The sturdy supports of many Thai relationships are jealousy, and a tendency to sulk or get pouty if you do not get your way.

They are not necessarily related, but they are so common in Thai gay males, they may as well be.

Annoy a Thai mate who sulks, and he may not talk to you for days. He is waiting for you to apologise and make up, to show him that you really do care.

For the person on the receiving end of a long pout, the wait can infuriating. The sulky one is telling us he wants us to restore the equilibrium of the relationship, to take things back to the they way they were.

As for jealousy, we're supposed to grow out of that when we become adults. In a mature relationship there's no place for such rampant distrust. Everything is built on the foundation of love, of which trust is an implicit part.

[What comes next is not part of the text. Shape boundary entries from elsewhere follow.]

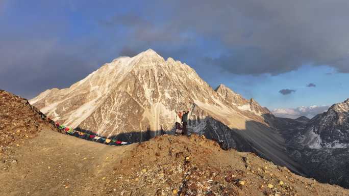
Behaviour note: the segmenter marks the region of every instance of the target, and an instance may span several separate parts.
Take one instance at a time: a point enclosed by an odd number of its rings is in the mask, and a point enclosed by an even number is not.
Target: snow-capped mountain
[[[302,141],[310,148],[349,147],[349,99],[313,118]]]
[[[173,132],[177,112],[189,109],[189,132],[349,187],[349,100],[312,119],[276,118],[253,99],[223,85],[213,90],[185,63],[148,49],[30,102],[68,127],[131,142]]]
[[[349,187],[349,99],[311,119],[277,118],[273,124],[307,175]]]
[[[215,91],[189,66],[152,49],[119,57],[69,88],[47,90],[30,101],[68,127],[130,142],[174,130],[177,111],[190,109],[189,132],[300,168],[267,123],[267,109],[223,85]]]

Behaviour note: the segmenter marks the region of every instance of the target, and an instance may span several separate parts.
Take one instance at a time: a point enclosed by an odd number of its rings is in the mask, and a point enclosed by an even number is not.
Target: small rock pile
[[[286,167],[253,153],[222,150],[203,136],[158,136],[130,153],[109,177],[113,182],[106,185],[107,195],[304,195],[300,190],[320,195],[317,182],[304,184]]]
[[[28,100],[0,90],[0,155],[20,146],[42,128],[57,130],[53,121]]]

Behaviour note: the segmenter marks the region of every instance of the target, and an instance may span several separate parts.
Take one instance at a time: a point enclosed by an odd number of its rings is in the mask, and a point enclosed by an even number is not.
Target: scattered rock
[[[177,194],[177,189],[173,189],[172,190],[172,193],[173,193],[173,194]]]
[[[240,186],[244,186],[246,184],[246,181],[244,180],[239,180],[238,183]]]

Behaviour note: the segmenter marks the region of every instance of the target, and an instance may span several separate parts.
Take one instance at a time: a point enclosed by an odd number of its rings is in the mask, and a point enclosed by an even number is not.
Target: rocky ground
[[[115,147],[42,131],[12,153],[1,195],[349,195],[196,135]]]
[[[26,143],[43,129],[57,130],[28,100],[0,90],[0,156]]]
[[[349,195],[198,135],[111,146],[62,134],[1,93],[1,196]]]

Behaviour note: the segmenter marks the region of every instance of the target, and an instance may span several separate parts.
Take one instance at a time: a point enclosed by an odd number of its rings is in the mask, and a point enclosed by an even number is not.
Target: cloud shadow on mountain
[[[199,132],[193,131],[193,128],[197,126],[198,122],[201,121],[205,121],[205,127]],[[207,117],[203,119],[190,120],[188,125],[189,133],[204,135],[207,138],[218,143],[224,150],[234,148],[240,152],[252,152],[276,164],[285,166],[298,174],[304,175],[300,165],[288,156],[285,142],[281,134],[265,124],[247,121],[245,123],[245,129],[238,130],[231,129],[220,121]],[[95,134],[91,130],[77,129],[89,134]],[[170,130],[136,131],[112,135],[108,138],[130,143],[140,143],[164,134],[174,135],[175,130],[175,125],[173,125]]]

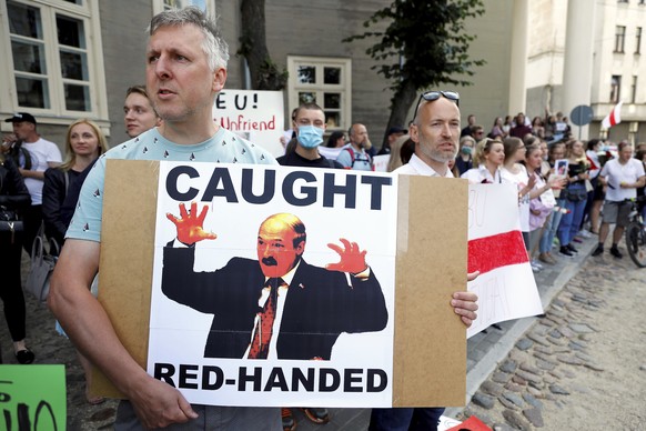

One reason I fetch my partner's laundry is I love him. I don't need to worry about what he is doing while I am filling the laundry basket. If I am lucky he might even be doing something for me.

Once I read a message on a Thai gay webboard which asked if readers liked their boyfriends to be possessive, or pouty - as if there was no other choice.

One reader responded saying he liked possessive, jealous types, because if his boyfriend was jealous it showed he cared.

Another said he liked a pouty partner because he enjoys making up. When that happens, he said, their love becomes stronger.

The Thai way seems unfair, especially if your boyfriend is inclined both to jealousy and sulking. In that case you will always have to kowtow.

For many Thais, to have a boyfriend who does not feel jealous for silly, petty reasons, or does not sulk almost as a matter of form, is to have a boyfriend who is indifferent, or worse.

Yet perhaps these displays of jealousy and sulkiness are not meant to be serious, but are really intended for show.

if I was to get genuinely suspicious or jealous about what my lover was doing with his time or his friends, he'd say I was going mad.

My Thai boyfriend Maiyuu is not possessive, and nor is he inclined to sulk when he does not get his way. He knows that puts him almost alone among his friends, and I commend him for it.